既に様々な部活動が、その活動を開始しており、ボールの弾む音に、ランニングのかけ声、どこからともなく聞こえてくる管楽器の音色。
陰になっているせいでいくらか肌寒いが、凪月は別の意味で、心底冷え切っていた。
「とりあえず、昨日のことを謝りたいんだけど」
凪月は先手必勝で頭を下げた。
「本当にごめんなさい」
「いや、謝られて許せることじゃないと思うんだけど」
正面に立つ進々は、無感情な瞳でこちらをみつめていた。
ただ、凪月も納得できなかった。
「いやいや、俺もわるかったけど、おまえもわるいと思うぜ。

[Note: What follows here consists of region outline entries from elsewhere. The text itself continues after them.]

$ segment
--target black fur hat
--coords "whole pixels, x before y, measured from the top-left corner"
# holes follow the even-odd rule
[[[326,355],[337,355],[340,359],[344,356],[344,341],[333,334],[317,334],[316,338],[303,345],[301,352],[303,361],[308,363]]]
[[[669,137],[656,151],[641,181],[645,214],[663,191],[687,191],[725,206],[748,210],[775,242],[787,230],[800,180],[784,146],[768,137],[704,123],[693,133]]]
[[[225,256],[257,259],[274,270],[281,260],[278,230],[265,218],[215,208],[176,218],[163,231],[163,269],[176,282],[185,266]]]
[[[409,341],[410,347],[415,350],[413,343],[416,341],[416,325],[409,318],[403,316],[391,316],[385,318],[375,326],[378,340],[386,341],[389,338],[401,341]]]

俺は何度も断ったのに、強引に1on1に誘ってきたんだから」
「私、ものすごいセクハラされたんだけど」
「心の底からごめんなさい」
ごもっともであった。
「それに1on1も結局そっちからやろうって言ってきたし」
「そ、そうだったかな」
「触られるし」
「……あれはおまえから突っ込んできたような」
「触らされるし」
「……俺が、わるいのかなぁ」
進々の心的外傷はとても理解できるものなのだが、どうしても凪月は納得できなかった。
「あの、どうすれば、許してもらえるのでしょうか?」
「……自首とか」
「警察沙汰だけはどうかご勘弁を!」
もしもそうなったらルル姉を道連れにしてやる!
「……慰謝料とか」
「ちなみにおいくらくらい?」
「……一千万」
……ルル姉、仕事紹介してくれるかなぁ。
「もしくは」
と進々は続けた。
「……手伝ってほしい」
突然言われて、凪月は首を傾げた。
「何を?」
「……部活を手伝ってほしい」
部活?
進々の部活というとバスケ部だ。
それを手伝ってほしいというと、マネージャーか何かだろうか。部活の人員不足なんていうのはよくある話だが、彼女のバスケ部ということは。
「女バスだよな。俺、男だぞ?」
「何を想像してんの?」
なぜか虫を見る目で見られた。
「別に、練習に参加してほしいとかいうわけじゃなくて」
何やら、もじもじと進々は、言いよどむ。
それにしても、進々は、こんな引っ込み思案な女子だっただろうか。
昨日、遥のふりをしているときは、もっとぐいぐいくる積極的な女子だった気がするけれど。
あ、そっか。今日は凪月のまんまで、男子だからか。
ほぼ初対面の男子相手だと、こんなものなのか。
「じゃ、何するんだよ」
「バスケ部を……のを手伝ってほしい」
「は?」
急に声が小さくなって、凪月は聞き返す。
すると、進々はびくっと体を震わせた。
……昨日の印象では、バスケも一緒にしたし、けっこう打ち解けたような気分だったから少し傷つく。
そういえば、目つきはあまりよくないと、流々香に言われていた。
まぁ、そもそも関係は最悪なものになっているのだ。
そこは、仕方がないと腹をくくろう。
「で、何をするって?」
進々は、こちらをぐいと睨みつけ、半ば叫ぶように言った。